The people whose lives genuinely shift are rarely the ones who executed a dramatic transformation. They're the ones who quietly identified the one thing that was keeping them stuck, and stopped.

Lifestyle

The people whose lives genuinely shift are rarely the ones who executed a dramatic transformation. They're the ones who quietly identified the one thing that was keeping them stuck, and stopped.

Every January, millions of people make a list. New morning routine. Better diet. Exercise five days a week. Journal every night. Learn a language. Build a side business. The list gets longer and more ambitious, and by mid-February, most of it has quietly collapsed.

Research consistently shows that around 80% of people abandon their resolutions within a month. Not because they lack willpower or ambition. Because the whole approach is built on a flawed assumption: that the way to get more out of your life is to pile more into it.

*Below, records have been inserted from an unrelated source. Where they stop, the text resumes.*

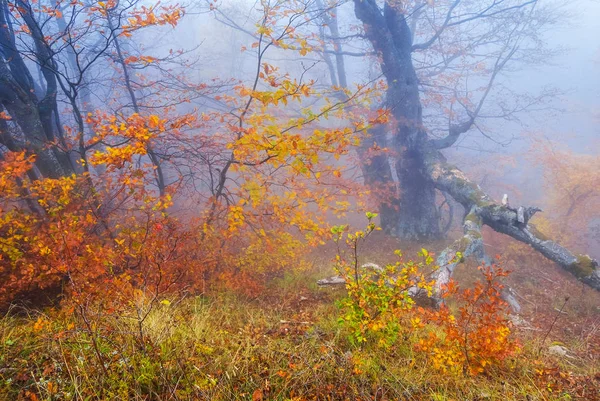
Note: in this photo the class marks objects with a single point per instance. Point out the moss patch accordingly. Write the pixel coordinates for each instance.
(584, 267)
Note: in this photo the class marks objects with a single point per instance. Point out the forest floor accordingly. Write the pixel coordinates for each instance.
(287, 344)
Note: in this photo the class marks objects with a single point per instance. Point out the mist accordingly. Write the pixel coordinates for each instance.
(299, 199)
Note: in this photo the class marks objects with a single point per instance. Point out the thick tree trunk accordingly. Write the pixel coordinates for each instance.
(502, 218)
(390, 35)
(422, 169)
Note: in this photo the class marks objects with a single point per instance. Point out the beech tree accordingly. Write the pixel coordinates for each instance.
(400, 33)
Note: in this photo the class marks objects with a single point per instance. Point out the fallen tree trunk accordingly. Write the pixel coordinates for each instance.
(501, 218)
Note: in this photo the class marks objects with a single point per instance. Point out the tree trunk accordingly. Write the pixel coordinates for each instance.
(389, 33)
(421, 168)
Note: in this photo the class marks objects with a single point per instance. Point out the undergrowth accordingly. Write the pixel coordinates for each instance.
(279, 346)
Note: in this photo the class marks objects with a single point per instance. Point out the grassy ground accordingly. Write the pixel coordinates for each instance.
(283, 345)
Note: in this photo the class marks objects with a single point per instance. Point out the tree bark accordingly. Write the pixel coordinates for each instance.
(389, 33)
(421, 168)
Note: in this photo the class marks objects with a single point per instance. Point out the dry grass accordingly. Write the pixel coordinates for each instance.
(283, 345)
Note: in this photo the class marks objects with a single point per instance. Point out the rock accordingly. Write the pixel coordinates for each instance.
(558, 350)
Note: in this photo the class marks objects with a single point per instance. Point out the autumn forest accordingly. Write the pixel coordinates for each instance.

I spent years operating under that assumption. When I was working a warehouse job in Melbourne, shifting TVs in and out of loading bays, I had a list of things I was going to add to my life: better habits, more discipline, a new career. The list never seemed to get shorter. And my life never seemed to get better. It wasn't until I started reading about Buddhism on my phone during breaks that I began to understand why. Real change rarely arrives through addition. It arrives through subtraction.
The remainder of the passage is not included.